Cemeteries that date back to the turn of the twentieth century may yet show traces of that long-banned preservative. Nearly a quarter of the water samples that John Konefes of the University of Northern Iowa drew from hand-pump wells on the grounds of some dozen Civil War-era cemeteries scattered around the state tested positive for arsenic, an element not common to Iowa groundwaters. Two samples contained arsenic at levels above the then-proposed drinking water standards. Konefes says his limited, 1990 research only suggests the potential for arsenic contamination of older cemeteries, but believes it’s strong enough to warrant further study. The toxic element “will not bio-remediate, it will not break down,” he says. “Exposed to water seeping through the grave, some of the arsenic in an embalmed body will leach out and it has to go somewhere.” Konefes’s work suggests that nearby groundwater, which may supply individual families or communities with their drinking water, is a logical place for arsenic to run.
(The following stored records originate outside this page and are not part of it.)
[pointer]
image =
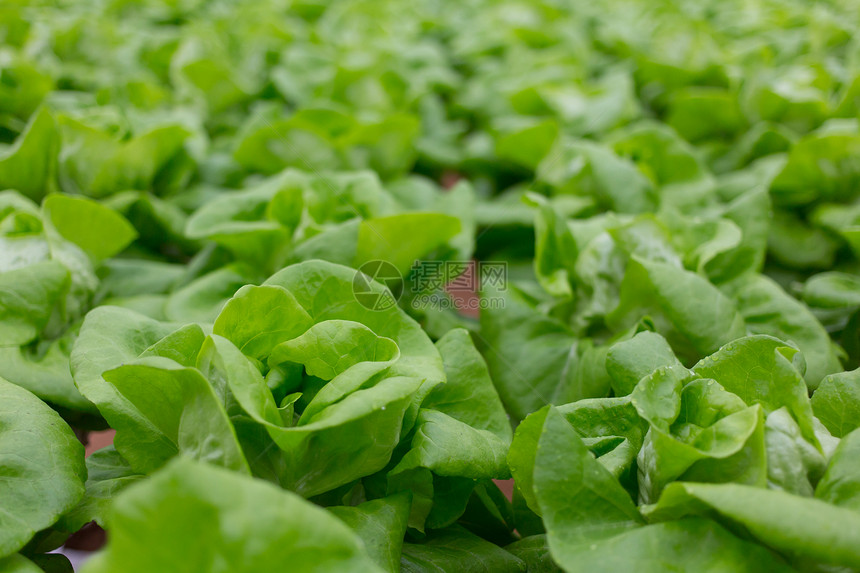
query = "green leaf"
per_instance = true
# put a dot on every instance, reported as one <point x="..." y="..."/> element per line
<point x="43" y="467"/>
<point x="107" y="474"/>
<point x="629" y="361"/>
<point x="762" y="370"/>
<point x="164" y="409"/>
<point x="341" y="442"/>
<point x="455" y="549"/>
<point x="395" y="239"/>
<point x="329" y="348"/>
<point x="232" y="522"/>
<point x="797" y="527"/>
<point x="836" y="402"/>
<point x="820" y="166"/>
<point x="17" y="563"/>
<point x="381" y="525"/>
<point x="28" y="298"/>
<point x="768" y="309"/>
<point x="258" y="318"/>
<point x="580" y="501"/>
<point x="690" y="312"/>
<point x="841" y="482"/>
<point x="99" y="231"/>
<point x="29" y="166"/>
<point x="656" y="548"/>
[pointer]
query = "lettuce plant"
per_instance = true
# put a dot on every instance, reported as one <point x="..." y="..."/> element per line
<point x="194" y="196"/>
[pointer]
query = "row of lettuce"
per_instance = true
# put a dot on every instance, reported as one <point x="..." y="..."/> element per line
<point x="188" y="188"/>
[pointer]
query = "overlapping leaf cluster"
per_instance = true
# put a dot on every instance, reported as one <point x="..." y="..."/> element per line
<point x="187" y="188"/>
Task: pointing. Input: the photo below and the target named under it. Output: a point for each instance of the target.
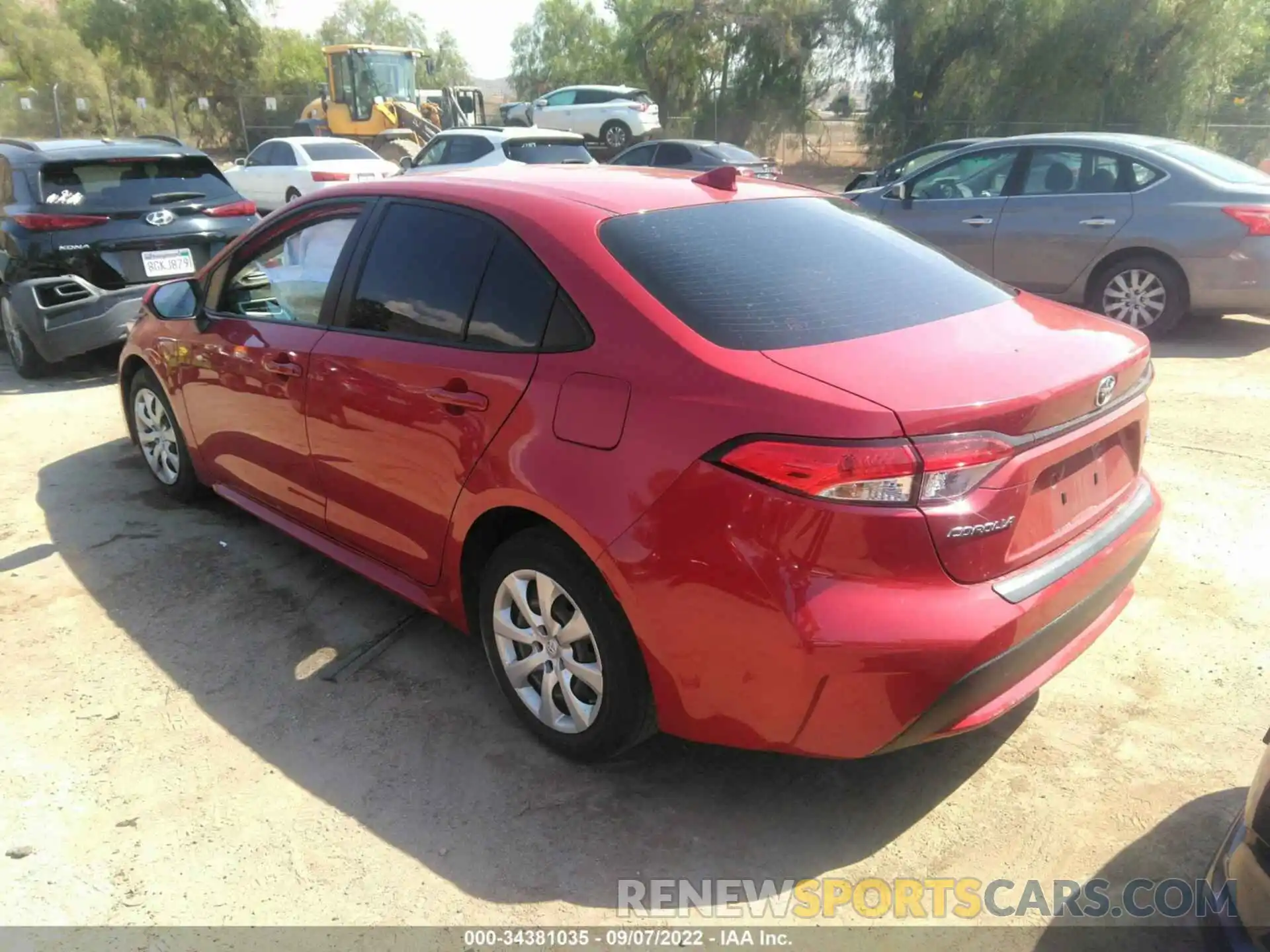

No one has launched the large-scale study Konefes has proposed. In the mid-1990s, a geology professor and some of his students at New York’s Hamilton College did, however, conduct small-scale research into graveyard contamination. Testing groundwater down-gradient of a tiny, 1820s cemetery on college property, the group found trace amounts of arsenic and other lesser-used ingredients of early embalming compounds, such as zinc, lead and mercury. A sampling of groundwater above the cemetery showed no arsenic contamination. Those upper groundwaters flow beneath the cemetery in the direction of the lower groundwaters, so the appearance of arsenic in the latter suggests the toxic element came from the cemetery and its arsenic-embalmed bodies.